By Kevin Buckland
TOKYO (Reuters) – The yen’s real effective rate has tumbled to its lowest level in 50 years and the currency is set to fall even further, slashing Japanese consumers’ spending power and raising the risk of capital flight, J.P. Morgan analysts said.
The yen was weakest of G10 currencies last year and its underperformance has continued into 2022 with the nominal exchange rate against the dollar tumbling to a five-year low of 116.3550 this week.
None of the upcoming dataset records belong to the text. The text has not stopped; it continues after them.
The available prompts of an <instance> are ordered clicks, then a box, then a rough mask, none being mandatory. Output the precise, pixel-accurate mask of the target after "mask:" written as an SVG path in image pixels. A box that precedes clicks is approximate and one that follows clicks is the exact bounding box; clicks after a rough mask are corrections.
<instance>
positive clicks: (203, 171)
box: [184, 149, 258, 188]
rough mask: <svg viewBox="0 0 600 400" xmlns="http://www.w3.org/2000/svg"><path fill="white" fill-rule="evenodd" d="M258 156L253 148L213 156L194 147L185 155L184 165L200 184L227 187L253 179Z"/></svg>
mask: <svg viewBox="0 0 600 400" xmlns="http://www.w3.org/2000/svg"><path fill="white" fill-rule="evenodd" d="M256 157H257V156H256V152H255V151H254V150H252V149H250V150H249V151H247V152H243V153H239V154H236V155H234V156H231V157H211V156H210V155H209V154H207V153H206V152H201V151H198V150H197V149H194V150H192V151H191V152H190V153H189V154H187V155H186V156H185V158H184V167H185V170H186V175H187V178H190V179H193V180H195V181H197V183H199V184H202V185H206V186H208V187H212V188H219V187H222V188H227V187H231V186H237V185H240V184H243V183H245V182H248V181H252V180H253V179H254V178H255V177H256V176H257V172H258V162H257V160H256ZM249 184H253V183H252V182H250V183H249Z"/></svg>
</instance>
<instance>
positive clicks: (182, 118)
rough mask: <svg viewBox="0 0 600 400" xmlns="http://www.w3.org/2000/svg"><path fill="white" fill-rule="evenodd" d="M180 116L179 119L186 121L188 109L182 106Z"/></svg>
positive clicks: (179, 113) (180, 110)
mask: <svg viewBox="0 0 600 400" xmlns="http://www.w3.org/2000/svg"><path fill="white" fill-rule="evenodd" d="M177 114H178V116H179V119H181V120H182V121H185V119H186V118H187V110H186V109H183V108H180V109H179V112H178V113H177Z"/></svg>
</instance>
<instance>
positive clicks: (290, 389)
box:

It is also near two-month lows to the euro and sterling.
The yen’s real effective rate, referenced to consumer price inflation, fell to a low of 66.3 on Tuesday compared to a base of 100 in 2010, which according to J.P. Morgan calculations is likely its lowest since June 1972. The rate measures the weighted average of domestic prices relative to those of Japan’s trading partners.
Analysts Tohru Sasaki, Benjamin Shatil and Sosuke Nakamura noted a strong inverse correlation between U.S. long-term interest rates and the yen. The U.S. 10-year Treasury yield was at a nine-month high of 1.7192% on Thursday and J.P. Morgan predicts that the 10-year yield could reach 2% by end-June. If the current correlation holds, the yen could drop past 119 per dollar then, it said.
With companies from sauce manufacturers to stationery makers announcing price hikes in recent months, “the risk of an unexpectedly large rise in Japan’s inflation rate cannot be ruled out,” they wrote.
Considering that Japanese salaries are no longer high relative to other developed nations, fears that imported goods will become unaffordable may prompt Japanese households to invest offshore – easier than ever before due to online services, they said, which would lead to further yen weakness.